# full rear bumper respray in Birmingham



## kentus maximus (Nov 14, 2012)

Hi as title really, I have an MG ZR facelift rear bumper and spats that needs priming and spraying in Trophy yellow FAR. I can hand it over primered. How much am I looking at.

Heres the bumper in question


----------



## kentus maximus (Nov 14, 2012)

And heres the spats.


----------



## Andyb0127 (Jan 16, 2011)

I'd shop around a few bodyshops in your area. But if your priming it your self they may not want to paint it, as they won't put any gaurantee on what it will look like when painted.
Also if your priming them use a white primer, as mg trophy yellow doesn't cover very well at all. 
But if you want me to guess just to paint them you may be looking around £100-150 just to paint them, the prices will vary really.


----------



## kentus maximus (Nov 14, 2012)

Ok mate cheers.


----------



## RaceGlazer (Jan 10, 2007)

Rehman & Sons in Halesowen for a proper job


----------



## ted11 (Jul 8, 2011)

Perfection motors, minworth, sutton coldfield, 0121 351 5703 ask for mark and tell him you are a member on here, he will look after you.


----------



## kentus maximus (Nov 14, 2012)

cheers lads


----------



## yin (Dec 29, 2005)

RaceGlazer said:


> Rehman & Sons in Halesowen for a proper job


Go past this place regular there work always looks good:thumb:


----------



## banditbarron (Sep 1, 2007)

Poutney in town is who I use. 

Cheap as chips and will always put rite any bad bits without argument

Dave


----------



## MidlandsCarCare (Feb 18, 2006)

Smart Care in Tipton are superb. Great prices and you even get a courtesy car! The R8 they did yesterday was perfect.

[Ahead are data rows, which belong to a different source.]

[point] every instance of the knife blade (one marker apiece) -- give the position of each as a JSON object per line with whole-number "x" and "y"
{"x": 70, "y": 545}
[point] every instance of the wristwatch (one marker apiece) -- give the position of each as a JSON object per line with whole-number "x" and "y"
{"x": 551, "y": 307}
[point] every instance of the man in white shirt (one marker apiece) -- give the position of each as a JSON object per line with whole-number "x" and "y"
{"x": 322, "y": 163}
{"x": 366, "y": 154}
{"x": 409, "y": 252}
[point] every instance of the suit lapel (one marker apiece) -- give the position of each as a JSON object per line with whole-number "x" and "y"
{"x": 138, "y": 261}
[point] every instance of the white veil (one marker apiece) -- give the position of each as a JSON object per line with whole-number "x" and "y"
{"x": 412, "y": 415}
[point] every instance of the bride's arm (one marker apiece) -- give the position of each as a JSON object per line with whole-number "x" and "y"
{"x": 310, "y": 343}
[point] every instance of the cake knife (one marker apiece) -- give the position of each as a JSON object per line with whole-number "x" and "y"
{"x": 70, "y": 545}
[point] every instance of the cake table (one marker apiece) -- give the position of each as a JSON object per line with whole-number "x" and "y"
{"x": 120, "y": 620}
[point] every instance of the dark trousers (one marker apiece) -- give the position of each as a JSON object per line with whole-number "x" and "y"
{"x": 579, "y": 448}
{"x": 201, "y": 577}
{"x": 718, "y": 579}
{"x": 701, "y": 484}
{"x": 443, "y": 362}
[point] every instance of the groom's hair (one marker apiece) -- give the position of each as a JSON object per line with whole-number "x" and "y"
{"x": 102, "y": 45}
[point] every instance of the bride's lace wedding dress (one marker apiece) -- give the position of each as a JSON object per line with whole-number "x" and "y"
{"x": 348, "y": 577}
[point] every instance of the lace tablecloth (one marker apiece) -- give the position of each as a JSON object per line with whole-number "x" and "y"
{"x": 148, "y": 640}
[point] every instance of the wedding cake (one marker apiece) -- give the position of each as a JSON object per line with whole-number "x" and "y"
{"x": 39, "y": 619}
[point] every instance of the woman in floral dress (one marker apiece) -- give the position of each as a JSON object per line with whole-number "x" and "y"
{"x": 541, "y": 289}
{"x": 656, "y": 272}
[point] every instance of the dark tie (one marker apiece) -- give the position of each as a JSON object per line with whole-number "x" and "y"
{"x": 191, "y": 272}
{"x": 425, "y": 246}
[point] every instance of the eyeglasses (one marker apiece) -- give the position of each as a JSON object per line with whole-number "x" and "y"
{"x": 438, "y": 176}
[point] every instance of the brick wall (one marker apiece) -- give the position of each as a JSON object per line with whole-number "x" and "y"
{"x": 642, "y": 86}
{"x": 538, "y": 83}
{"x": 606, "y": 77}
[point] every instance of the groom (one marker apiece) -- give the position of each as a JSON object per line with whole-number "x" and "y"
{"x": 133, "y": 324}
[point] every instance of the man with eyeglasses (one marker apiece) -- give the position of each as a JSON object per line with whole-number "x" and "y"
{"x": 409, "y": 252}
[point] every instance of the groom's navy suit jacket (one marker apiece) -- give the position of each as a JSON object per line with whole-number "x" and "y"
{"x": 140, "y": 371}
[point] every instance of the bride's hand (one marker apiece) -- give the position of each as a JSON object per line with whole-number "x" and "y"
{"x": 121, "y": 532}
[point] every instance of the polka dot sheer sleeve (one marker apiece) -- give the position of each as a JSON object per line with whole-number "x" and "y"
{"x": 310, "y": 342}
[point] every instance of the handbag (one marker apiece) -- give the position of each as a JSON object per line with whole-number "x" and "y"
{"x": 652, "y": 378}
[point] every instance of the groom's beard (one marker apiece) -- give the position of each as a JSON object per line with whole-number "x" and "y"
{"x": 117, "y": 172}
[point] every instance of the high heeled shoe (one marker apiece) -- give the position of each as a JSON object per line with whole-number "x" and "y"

Mention me and you'll get looked after


----------



## ted11 (Jul 8, 2011)

My Smart repair guy Craig does a good job, check out his work in my thread, projects and restorations.
Let me know if you want his number, he will also come to you.


----------



## craigeh123 (Dec 26, 2011)

I've been advised trophy yellow is a bugger to match :-(


----------